Baca berita dengan sedikit iklan, klik di sini
Destry Damayanti*
Indonesia akan memiliki presiden baru pada Oktober nanti. Siapa pun yang terpilih, ia harus menyelesaikan sejumlah pekerjaan rumah. Presiden Susilo Bambang Yudhoyono sudah memberikan modal yang baik, di antaranya pertumbuhan ekonomi yang relatif stabil selama 10 tahun terakhir, inflasi yang cukup terkendali, pendapatan per kapita yang meningkat cukup pesat sehingga menimbulkan kelompok masyarakat berpendapatan menengah, masuknya Indonesia ke kelompok negara berpendapatan menengah, dan juga sektor keuangan yang berkembang secara berhati-hati.
Namun pemerintah tidak boleh berpuas diri karena berbagai PR itu harus diselesaikan jika Indonesia tidak ingin terjebak dalam middle-income trap. Presiden baru mesti memperbaiki kualitas pertumbuhan ekonomi. Penurunan kualitas ini antara lain tecermin dari semakin berkurangnya penyerapan tenaga kerja. Pada 2009, setiap 1 persen pertumbuhan ekonomi masih mampu menyerap 500 ribu tenaga kerja, tapi pada 2012 sudah menurun menjadi hanya 178.300 orang. Bahkan, pada 2013, jumlah penganggur meningkat. Artinya, pertumbuhan ekonomi tidak berhasil menciptakan lapangan kerja baru.
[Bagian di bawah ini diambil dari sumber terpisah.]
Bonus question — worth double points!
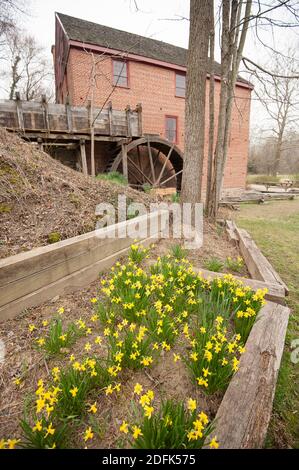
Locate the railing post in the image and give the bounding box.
[108,101,114,135]
[41,95,50,131]
[16,91,24,131]
[136,103,143,136]
[125,104,132,137]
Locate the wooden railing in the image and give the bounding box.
[0,95,142,138]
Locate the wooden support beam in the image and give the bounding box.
[65,97,73,133]
[225,220,239,243]
[155,144,174,186]
[41,95,50,131]
[194,268,285,305]
[121,143,128,181]
[125,104,132,137]
[161,170,183,184]
[235,227,289,295]
[80,140,88,176]
[16,91,25,131]
[213,302,290,449]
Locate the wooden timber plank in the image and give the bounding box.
[225,220,239,243]
[0,211,165,305]
[80,140,88,176]
[214,302,290,449]
[0,238,145,306]
[195,269,285,305]
[0,236,157,322]
[236,227,289,295]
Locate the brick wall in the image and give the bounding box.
[58,47,251,188]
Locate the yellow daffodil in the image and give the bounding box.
[88,402,98,414]
[209,436,219,449]
[7,439,21,449]
[143,405,154,419]
[134,383,143,395]
[45,423,55,438]
[83,426,93,442]
[70,387,78,398]
[119,421,129,434]
[133,426,143,439]
[187,398,197,411]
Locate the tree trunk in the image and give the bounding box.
[181,0,213,202]
[9,56,21,100]
[207,0,230,218]
[207,0,252,219]
[205,3,215,211]
[272,135,282,176]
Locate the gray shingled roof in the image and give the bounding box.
[56,13,248,83]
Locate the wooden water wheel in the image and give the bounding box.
[105,135,183,191]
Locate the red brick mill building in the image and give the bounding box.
[53,13,252,195]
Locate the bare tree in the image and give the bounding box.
[206,0,252,219]
[181,0,213,202]
[255,50,299,175]
[1,28,53,101]
[0,0,30,48]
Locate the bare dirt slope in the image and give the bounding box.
[0,129,151,258]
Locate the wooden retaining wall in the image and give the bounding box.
[0,211,167,321]
[214,302,290,449]
[209,221,290,449]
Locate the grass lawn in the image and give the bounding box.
[236,199,299,448]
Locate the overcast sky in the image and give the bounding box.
[5,0,298,136]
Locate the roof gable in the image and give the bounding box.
[56,13,249,84]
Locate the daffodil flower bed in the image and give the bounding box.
[0,245,266,449]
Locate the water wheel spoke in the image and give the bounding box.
[147,139,156,181]
[128,156,153,186]
[137,145,145,184]
[128,166,143,186]
[161,170,183,186]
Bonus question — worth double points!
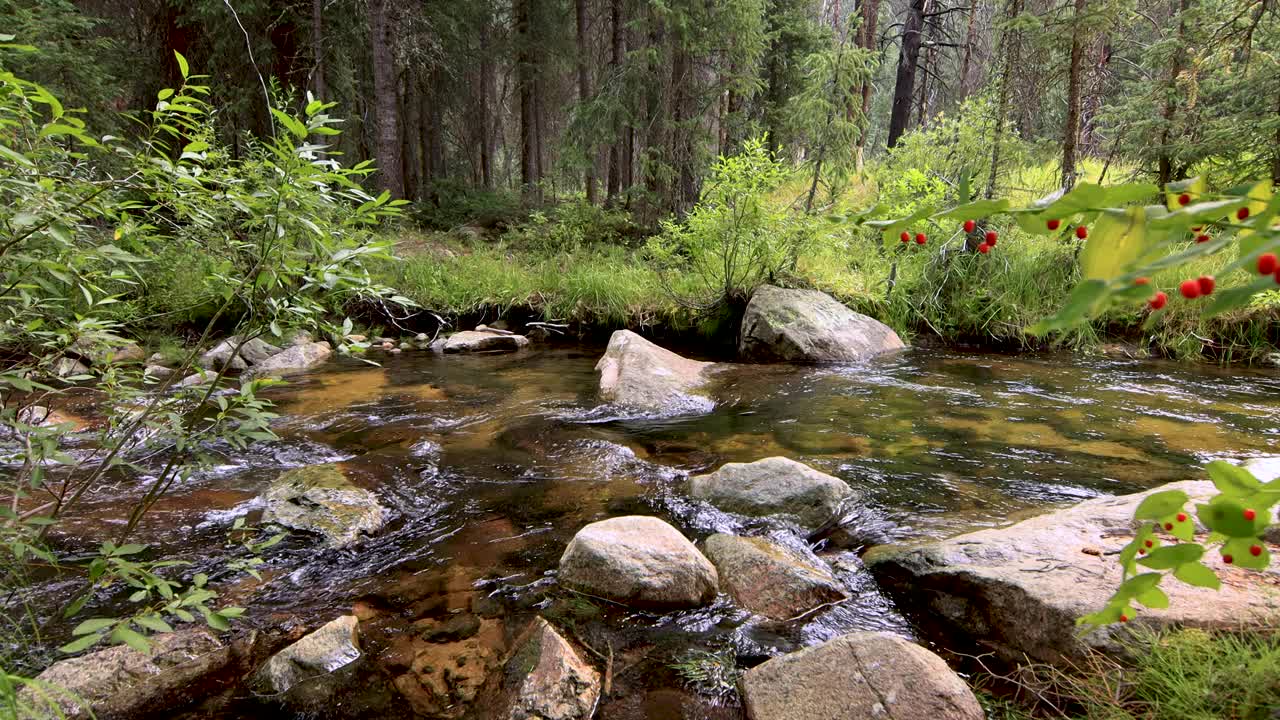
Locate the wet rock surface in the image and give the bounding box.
[737,284,905,363]
[742,633,986,720]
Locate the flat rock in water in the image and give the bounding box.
[741,633,986,720]
[259,615,361,696]
[262,462,387,547]
[499,618,600,720]
[704,534,849,620]
[689,457,854,529]
[864,480,1280,664]
[559,515,719,610]
[241,341,333,380]
[737,284,905,363]
[22,630,232,720]
[445,331,529,354]
[595,331,716,415]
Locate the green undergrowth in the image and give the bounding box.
[376,220,1280,363]
[979,630,1280,720]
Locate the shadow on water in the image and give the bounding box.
[17,348,1280,717]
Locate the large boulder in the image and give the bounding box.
[595,331,716,415]
[704,534,849,620]
[741,633,986,720]
[499,618,600,720]
[864,480,1280,664]
[256,615,361,702]
[737,284,904,363]
[262,462,387,547]
[689,457,854,529]
[22,630,232,720]
[200,336,280,370]
[559,515,719,610]
[241,341,333,379]
[443,329,529,354]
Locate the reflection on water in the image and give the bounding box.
[17,348,1280,717]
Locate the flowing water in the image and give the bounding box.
[15,347,1280,717]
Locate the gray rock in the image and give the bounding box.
[262,462,387,547]
[200,336,280,370]
[499,618,600,720]
[559,515,718,610]
[241,341,333,379]
[864,480,1280,664]
[22,630,232,720]
[689,457,854,529]
[741,633,986,720]
[737,284,905,363]
[595,331,716,415]
[445,331,529,354]
[704,534,849,620]
[257,615,361,694]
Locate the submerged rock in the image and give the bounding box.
[200,336,280,370]
[499,618,600,720]
[262,462,387,547]
[689,457,854,529]
[257,615,361,700]
[559,515,719,610]
[705,534,849,620]
[595,331,716,415]
[864,480,1280,664]
[442,329,529,354]
[22,630,232,720]
[737,284,905,363]
[241,341,333,379]
[741,633,986,720]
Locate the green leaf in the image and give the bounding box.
[1133,489,1190,520]
[72,618,119,635]
[1174,562,1222,591]
[111,625,151,655]
[58,635,104,655]
[1138,543,1204,570]
[1204,460,1262,497]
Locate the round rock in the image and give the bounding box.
[559,515,719,610]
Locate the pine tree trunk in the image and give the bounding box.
[369,0,404,199]
[987,0,1023,199]
[1062,0,1088,190]
[888,0,927,147]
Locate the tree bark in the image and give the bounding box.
[1061,0,1088,190]
[369,0,404,199]
[573,0,596,205]
[888,0,928,147]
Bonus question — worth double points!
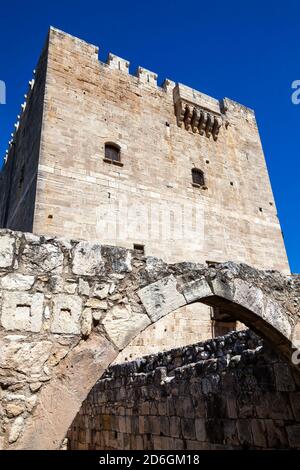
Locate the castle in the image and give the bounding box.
[0,28,289,359]
[0,28,289,273]
[0,28,300,450]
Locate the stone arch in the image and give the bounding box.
[0,231,300,449]
[13,275,291,449]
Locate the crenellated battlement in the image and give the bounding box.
[4,26,254,163]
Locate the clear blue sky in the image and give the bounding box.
[0,0,300,272]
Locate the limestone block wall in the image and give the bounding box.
[0,230,300,449]
[67,330,300,450]
[0,28,289,273]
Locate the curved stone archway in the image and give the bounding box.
[0,230,299,449]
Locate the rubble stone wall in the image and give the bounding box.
[68,330,300,450]
[0,230,300,449]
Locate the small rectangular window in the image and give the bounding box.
[133,243,145,255]
[192,168,205,186]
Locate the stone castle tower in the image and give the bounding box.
[0,28,289,360]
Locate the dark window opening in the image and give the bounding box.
[19,165,25,189]
[211,307,236,338]
[192,168,205,186]
[104,143,122,166]
[133,243,145,255]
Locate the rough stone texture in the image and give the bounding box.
[0,28,289,274]
[0,230,300,449]
[68,330,300,450]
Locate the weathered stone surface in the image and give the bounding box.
[73,242,103,276]
[50,294,82,335]
[1,292,44,332]
[103,304,151,349]
[183,279,212,303]
[138,276,186,322]
[8,416,24,444]
[20,242,64,275]
[0,235,15,268]
[68,330,300,450]
[81,308,93,337]
[0,231,300,448]
[1,274,35,291]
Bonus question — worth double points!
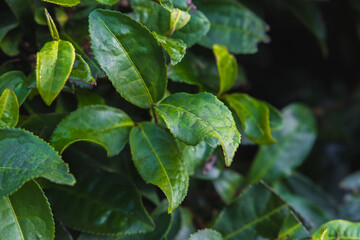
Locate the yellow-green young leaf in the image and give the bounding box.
[0,88,19,128]
[89,9,167,108]
[50,105,134,156]
[36,40,75,105]
[154,32,186,66]
[213,44,237,96]
[225,93,276,144]
[47,172,154,235]
[167,8,191,36]
[96,0,119,6]
[214,183,308,240]
[155,93,240,166]
[187,229,224,240]
[42,0,80,7]
[248,104,316,183]
[0,71,31,105]
[130,122,189,213]
[0,128,75,198]
[196,0,269,54]
[45,8,60,40]
[0,181,55,240]
[312,220,360,240]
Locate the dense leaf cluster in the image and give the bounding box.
[0,0,360,240]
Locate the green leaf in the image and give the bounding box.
[50,105,134,156]
[36,40,75,105]
[154,32,186,66]
[130,122,189,213]
[155,93,240,166]
[0,71,31,105]
[167,8,191,36]
[89,9,167,108]
[42,0,80,7]
[312,220,360,240]
[283,0,328,55]
[0,181,55,240]
[0,88,19,128]
[45,8,60,41]
[225,93,276,144]
[213,169,243,204]
[0,12,19,42]
[47,170,154,236]
[96,0,119,6]
[0,128,75,198]
[69,53,96,86]
[187,229,224,240]
[212,44,237,96]
[340,171,360,192]
[196,0,269,54]
[131,0,210,47]
[248,104,316,183]
[214,183,307,239]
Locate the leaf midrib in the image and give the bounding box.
[96,15,154,105]
[224,204,288,239]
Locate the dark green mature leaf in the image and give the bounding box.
[89,9,167,108]
[131,0,210,47]
[155,93,240,166]
[214,183,307,240]
[312,220,360,240]
[195,0,269,53]
[50,105,134,156]
[47,173,154,236]
[0,88,19,128]
[36,40,75,105]
[0,181,55,240]
[96,0,119,6]
[0,128,75,198]
[69,54,96,85]
[130,122,189,213]
[0,12,19,42]
[42,0,80,7]
[225,93,276,144]
[248,104,316,183]
[212,44,237,96]
[283,0,327,55]
[187,229,224,240]
[0,29,23,57]
[213,169,243,204]
[0,71,31,105]
[154,32,186,66]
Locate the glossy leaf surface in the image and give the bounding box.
[313,220,360,240]
[225,93,276,144]
[89,8,167,108]
[212,44,237,96]
[42,0,80,7]
[50,105,134,156]
[0,181,55,240]
[196,0,269,54]
[36,40,75,105]
[187,229,224,240]
[0,128,75,198]
[154,32,186,66]
[214,183,307,240]
[156,93,240,166]
[48,173,154,236]
[130,123,189,213]
[248,104,316,182]
[0,88,19,128]
[0,71,31,105]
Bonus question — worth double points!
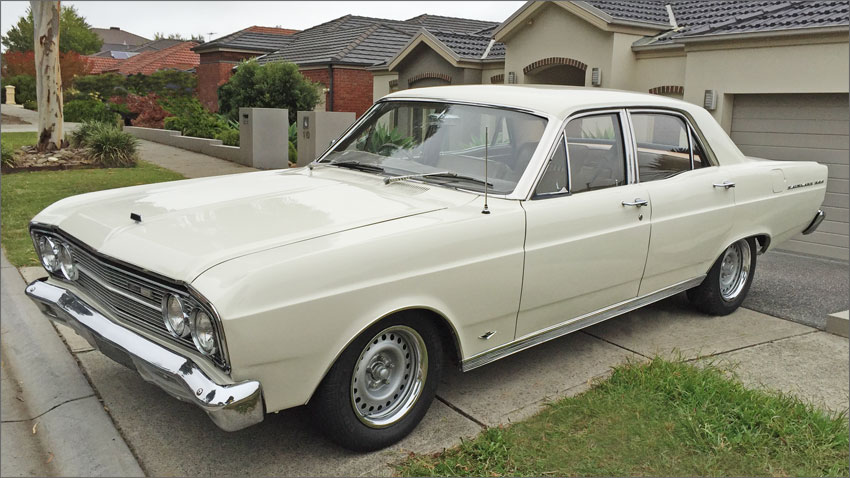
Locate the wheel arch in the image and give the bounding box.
[307,305,463,403]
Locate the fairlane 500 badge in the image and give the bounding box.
[788,179,823,189]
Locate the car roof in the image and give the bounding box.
[384,85,698,118]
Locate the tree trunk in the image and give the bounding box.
[30,0,63,151]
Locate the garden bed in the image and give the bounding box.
[2,146,100,174]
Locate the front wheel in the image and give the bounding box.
[309,313,442,451]
[688,238,756,315]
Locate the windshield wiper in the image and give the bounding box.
[328,161,384,173]
[384,171,493,187]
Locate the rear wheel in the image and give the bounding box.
[310,313,442,451]
[688,238,756,315]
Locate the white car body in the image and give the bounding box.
[28,86,827,434]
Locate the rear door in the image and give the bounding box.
[516,110,651,338]
[630,110,735,296]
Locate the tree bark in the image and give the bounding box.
[30,0,63,151]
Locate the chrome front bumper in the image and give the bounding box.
[26,280,263,431]
[803,209,826,234]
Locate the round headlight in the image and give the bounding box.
[38,236,59,272]
[192,309,217,355]
[162,294,189,337]
[57,244,79,280]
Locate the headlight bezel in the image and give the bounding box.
[162,293,190,339]
[56,242,80,281]
[189,307,219,356]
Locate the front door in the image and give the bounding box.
[516,112,652,339]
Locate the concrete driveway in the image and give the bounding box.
[18,262,836,476]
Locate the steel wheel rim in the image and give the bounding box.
[350,325,428,428]
[719,239,751,301]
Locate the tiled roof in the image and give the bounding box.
[587,0,850,45]
[88,41,200,75]
[129,38,183,52]
[405,14,499,33]
[430,31,505,60]
[85,55,124,75]
[587,0,668,25]
[196,25,298,53]
[91,27,150,51]
[257,15,504,66]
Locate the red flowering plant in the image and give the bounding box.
[109,93,172,129]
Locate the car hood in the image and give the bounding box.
[33,166,476,282]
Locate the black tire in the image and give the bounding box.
[308,312,443,451]
[687,238,756,315]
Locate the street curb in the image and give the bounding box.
[826,310,850,337]
[0,254,144,476]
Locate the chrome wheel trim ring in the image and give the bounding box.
[349,325,428,428]
[719,239,751,301]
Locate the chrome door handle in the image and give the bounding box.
[623,198,649,207]
[714,181,735,189]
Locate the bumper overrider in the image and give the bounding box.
[26,280,263,431]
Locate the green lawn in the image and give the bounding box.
[396,359,850,476]
[0,133,183,267]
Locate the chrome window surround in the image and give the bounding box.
[29,222,230,373]
[526,106,718,199]
[528,108,637,199]
[311,97,563,200]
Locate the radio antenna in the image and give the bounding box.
[481,126,490,214]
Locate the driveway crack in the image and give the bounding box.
[0,394,94,423]
[582,330,649,359]
[435,395,489,430]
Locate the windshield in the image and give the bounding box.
[322,101,546,194]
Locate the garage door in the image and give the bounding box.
[732,93,850,260]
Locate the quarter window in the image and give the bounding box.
[565,113,626,193]
[535,136,569,196]
[632,113,692,182]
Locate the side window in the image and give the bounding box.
[534,136,569,196]
[632,113,691,182]
[566,113,626,193]
[691,130,711,169]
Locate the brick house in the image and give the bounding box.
[193,25,298,111]
[86,40,200,75]
[195,15,498,116]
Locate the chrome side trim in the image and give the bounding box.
[26,280,264,431]
[461,274,705,372]
[803,209,826,234]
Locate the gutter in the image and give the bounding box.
[327,63,334,111]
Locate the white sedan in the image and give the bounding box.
[27,85,827,450]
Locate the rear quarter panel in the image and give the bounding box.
[718,158,827,255]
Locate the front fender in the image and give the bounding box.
[192,199,525,411]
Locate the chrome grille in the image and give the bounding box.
[36,226,226,367]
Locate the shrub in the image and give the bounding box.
[162,98,231,138]
[109,93,169,129]
[71,121,115,148]
[70,73,127,99]
[215,127,239,146]
[86,125,139,168]
[218,60,320,123]
[126,70,198,97]
[0,143,15,168]
[0,75,37,105]
[63,100,118,123]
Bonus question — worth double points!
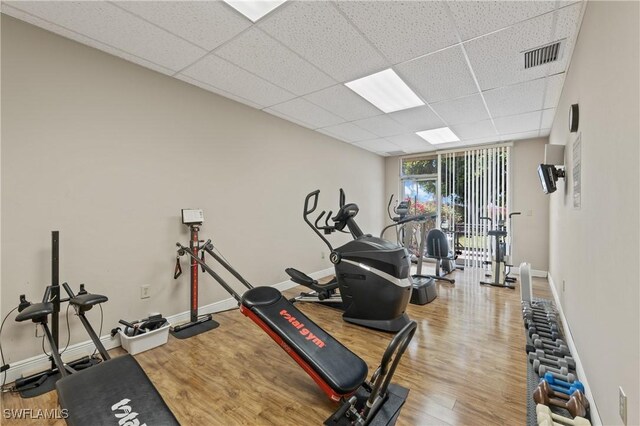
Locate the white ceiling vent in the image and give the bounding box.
[524,41,562,69]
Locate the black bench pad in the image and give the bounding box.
[241,287,368,396]
[56,355,179,426]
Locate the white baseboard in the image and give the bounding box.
[547,274,602,426]
[6,268,334,383]
[510,266,549,278]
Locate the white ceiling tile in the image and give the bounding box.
[336,1,458,64]
[353,115,407,137]
[175,74,263,109]
[493,111,542,135]
[269,98,344,129]
[115,1,251,50]
[262,108,315,130]
[500,130,539,141]
[431,94,489,126]
[257,1,390,82]
[215,27,336,95]
[451,120,498,140]
[386,133,433,152]
[9,1,206,71]
[447,0,556,41]
[304,84,382,121]
[464,12,568,90]
[388,106,444,132]
[182,55,294,107]
[353,138,400,152]
[543,73,565,108]
[482,78,545,118]
[540,108,556,129]
[0,2,175,75]
[318,123,376,142]
[394,46,478,102]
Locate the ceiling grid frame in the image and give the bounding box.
[2,0,586,155]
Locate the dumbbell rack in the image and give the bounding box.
[525,298,589,426]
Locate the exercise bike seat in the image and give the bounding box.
[16,302,53,322]
[69,293,109,308]
[240,287,368,401]
[284,268,318,286]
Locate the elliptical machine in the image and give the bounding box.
[480,212,521,290]
[286,189,412,332]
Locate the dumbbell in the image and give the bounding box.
[529,334,571,348]
[536,404,591,426]
[538,379,589,409]
[533,388,587,417]
[524,319,561,334]
[526,340,571,356]
[531,359,572,377]
[522,309,558,320]
[543,373,584,394]
[529,353,575,370]
[522,313,558,325]
[540,380,584,397]
[527,325,560,340]
[522,305,558,315]
[538,365,578,383]
[533,360,569,377]
[528,349,576,370]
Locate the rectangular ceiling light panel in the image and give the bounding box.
[416,127,460,145]
[345,68,424,113]
[224,0,286,22]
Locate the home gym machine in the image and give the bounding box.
[11,231,178,426]
[480,212,521,289]
[10,231,103,398]
[170,209,220,339]
[286,189,411,332]
[380,194,438,305]
[176,236,417,425]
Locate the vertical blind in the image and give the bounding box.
[438,146,511,266]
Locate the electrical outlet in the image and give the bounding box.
[140,285,151,299]
[618,386,627,425]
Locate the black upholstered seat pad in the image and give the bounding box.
[56,355,179,426]
[242,287,367,395]
[69,293,109,306]
[16,302,53,322]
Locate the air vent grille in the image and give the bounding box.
[524,41,560,69]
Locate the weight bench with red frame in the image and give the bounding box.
[176,240,417,425]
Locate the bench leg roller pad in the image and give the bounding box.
[56,355,179,426]
[324,383,409,426]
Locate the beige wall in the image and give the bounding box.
[510,138,549,271]
[1,16,384,362]
[385,138,549,271]
[549,2,640,425]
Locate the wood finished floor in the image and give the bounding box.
[0,269,551,426]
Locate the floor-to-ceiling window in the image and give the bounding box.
[400,145,510,266]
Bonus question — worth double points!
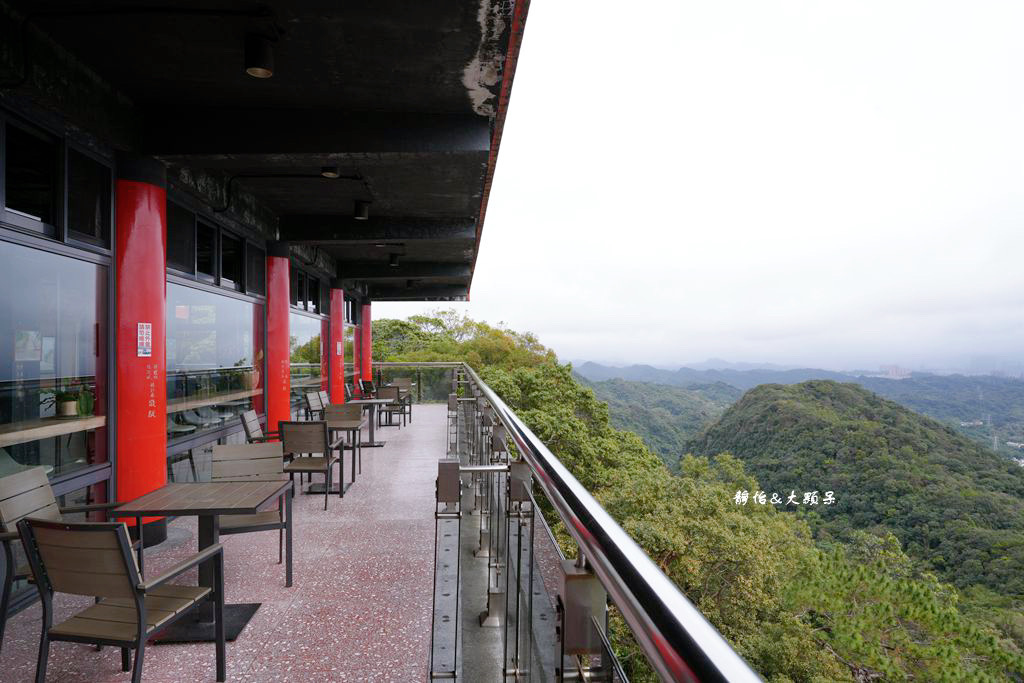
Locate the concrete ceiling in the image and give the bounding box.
[15,0,526,299]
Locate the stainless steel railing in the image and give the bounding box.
[375,362,761,681]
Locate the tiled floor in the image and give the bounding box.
[0,404,446,682]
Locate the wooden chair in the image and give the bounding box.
[324,403,366,485]
[279,420,345,510]
[210,441,293,587]
[306,391,324,420]
[0,467,143,647]
[17,518,226,683]
[377,387,406,429]
[239,411,279,443]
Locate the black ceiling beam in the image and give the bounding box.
[338,261,472,281]
[370,285,469,301]
[144,108,490,155]
[280,218,476,244]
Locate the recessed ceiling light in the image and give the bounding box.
[240,33,273,79]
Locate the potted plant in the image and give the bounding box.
[77,386,96,415]
[54,389,79,418]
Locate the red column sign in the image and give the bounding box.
[359,303,374,380]
[327,283,345,403]
[266,242,292,431]
[115,156,167,544]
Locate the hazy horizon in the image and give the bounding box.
[376,0,1024,369]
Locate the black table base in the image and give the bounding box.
[150,602,260,644]
[303,481,352,496]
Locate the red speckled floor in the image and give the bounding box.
[0,404,446,683]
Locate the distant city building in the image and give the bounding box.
[879,366,910,380]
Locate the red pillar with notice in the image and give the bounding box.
[327,282,345,403]
[359,303,374,389]
[266,242,292,431]
[115,155,167,545]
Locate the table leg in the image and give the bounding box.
[359,403,384,449]
[151,515,260,643]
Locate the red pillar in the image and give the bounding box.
[359,303,374,380]
[115,155,167,545]
[327,283,345,403]
[266,242,292,431]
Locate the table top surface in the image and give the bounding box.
[117,480,291,516]
[327,420,362,429]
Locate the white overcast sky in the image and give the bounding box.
[374,0,1024,369]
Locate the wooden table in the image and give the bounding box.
[306,420,362,497]
[345,398,393,449]
[112,481,292,643]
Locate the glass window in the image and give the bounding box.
[4,124,60,234]
[196,221,217,283]
[0,242,108,476]
[220,232,245,292]
[167,283,263,439]
[68,150,111,245]
[167,202,196,275]
[288,313,328,408]
[306,278,323,313]
[246,245,266,294]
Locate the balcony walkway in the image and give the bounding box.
[0,404,446,683]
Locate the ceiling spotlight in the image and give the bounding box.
[352,200,370,220]
[246,33,273,78]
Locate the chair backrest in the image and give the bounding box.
[210,441,288,481]
[324,403,362,422]
[279,420,329,455]
[17,517,139,598]
[0,467,60,531]
[239,411,263,441]
[306,391,324,413]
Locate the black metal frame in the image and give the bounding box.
[17,519,226,683]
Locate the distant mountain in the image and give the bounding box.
[577,375,742,470]
[680,358,799,371]
[687,380,1024,595]
[574,362,853,390]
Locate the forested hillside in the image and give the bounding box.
[373,312,1024,683]
[575,362,1024,460]
[578,378,742,471]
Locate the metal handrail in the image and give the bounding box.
[374,361,762,681]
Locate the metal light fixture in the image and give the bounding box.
[352,200,370,220]
[246,33,273,78]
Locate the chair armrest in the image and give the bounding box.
[60,503,124,515]
[138,543,224,593]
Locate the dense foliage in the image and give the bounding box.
[690,380,1024,595]
[374,313,1024,682]
[581,379,741,471]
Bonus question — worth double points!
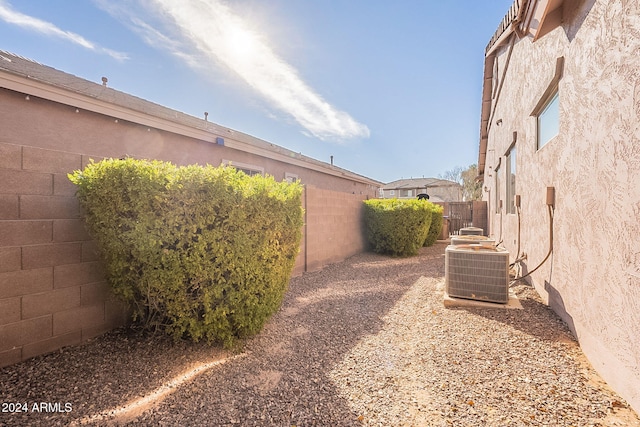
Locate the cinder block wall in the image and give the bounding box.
[0,143,126,366]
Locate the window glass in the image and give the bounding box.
[494,166,501,213]
[538,92,560,149]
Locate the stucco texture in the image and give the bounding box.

Penurunan kualitas juga bisa dilihat dari meningkatnya Indeks Gini dari 0,38 pada 2010 menjadi 0,41 pada 2013 serta bergesernya sumber pertumbuhan ekonomi dari sektor tradable (sektor yang berorientasi ekspor), yaitu sektor pertanian dan manufaktur—kebetulan di Indonesia kedua sektor ini banyak menyerap tenaga kerja—ke sektor non-tradable, yakni sektor yang berorientasi domestik tapi penyerapan tenaga kerjanya rendah. Sektor ini antara lain telekomunikasi, transportasi, keuangan, dan utilitas. Perbaikan produktivitas sektor pertanian, selain memperbaiki kualitas hidup petani, meningkatkan daya tahan Indonesia terhadap gejolak harga pangan dunia.
Pekerjaan rumah berikutnya adalah perbaikan sisi suplai perekonomian melalui peningkatan infrastruktur, produktivitas tenaga kerja, dan penguatan struktur ekonomi, khususnya sektor manufaktur. Rapuhnya sisi suplai ekonomi kita membuat siklus bisnis perekonomian semakin pendek karena perekonomian menjadi mudah over-heated, yang tecermin dari pembengkakan defisit neraca transaksi berjalan seiring dengan meningkatnya kegiatan investasi.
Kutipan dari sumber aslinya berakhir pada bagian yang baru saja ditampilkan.